The account of Jesus blessing the children comes near the end of his ministry. He was on his final, single-minded mission to Jerusalem, when the Gospel of Mark recorded that people “were bringing children to him that he might touch them, and the disciples rebuked them.” Perhaps not surprisingly, his disciples, thinking Jesus had more important things on his mind, tried to put a stop to it.
But Jesus said:
“Let the little children come to me, and do not hinder them, for the kingdom of God belongs to such as these. Truly I tell you, anyone who will not receive the kingdom of God like a little child will never enter it.” (Mark 10:14-15)
And Jesus picked up the children and blessed them.
Interestingly, many people overlook this passage of Jesus blessing the children in the Gospels because it doesn’t seem to carry much theological or historical importance. Actually, Jesus was doing something significant here. Throughout the Hebrew Scriptures, fathers blessed their children. From Noah blessing Shem and Japheth, to Abraham blessing Isaac, Isaac blessing Jacob, and Jacob blessing his sons, who became the fathers of the 12 tribes of Israel – these types of spiritual blessings were very important in the Jewish culture.
It was a tradition at the time of Jesus, that fathers would bring their children to the local synagogue, where the elders would join the father in a prayer of blessing. The traditional prayer for the child was that they would be “famous in the Law, faithful in marriage, and abundant in good works.” The father would lay his hands on the child’s head. The elders of the synagogue would surround them and bless the child. It was a special event in the local community. Now, people were bringing their children to Jesus, which seems to be consistent with this kind of blessing.

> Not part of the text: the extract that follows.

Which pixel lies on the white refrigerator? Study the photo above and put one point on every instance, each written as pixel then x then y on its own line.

There is an interesting contrast to be found in this story, that Jesus touched the children when he blessed them, because that is something the scribes and Pharisees never did. They made it a point not to touch people at all because they believed that would defile them – religiously speaking. Jesus never held himself back from people that way.
So Jesus blessing the children doesn’t seem like all that big a deal on the surface, but here’s what makes this act of Jesus so significant: Throughout the Gospels, Jesus never pronounced a blessing on anyone other than a person whom he said, belonged in the “Kingdom of God.” The end of verse 14 is key, “For the Kingdom of God belongs to such as these.”
To say that the Kingdom of God belonged to children ran smack in the face of the religious Judaism of the day. They were convinced that if you didn’t somehow earn your way to heaven by doing good works, then you didn’t get to go there… and in their view, children were unable to earn anything because they didn’t know the difference between right and wrong yet.
So how could Jesus identify someone as a part of the Kingdom of God who couldn’t do anything to earn it? With this seemingly insignificant act of blessing these children, Jesus was communicating a radical new idea that can be summed up in one word…grace. Grace, by definition, is favor that is undeserved.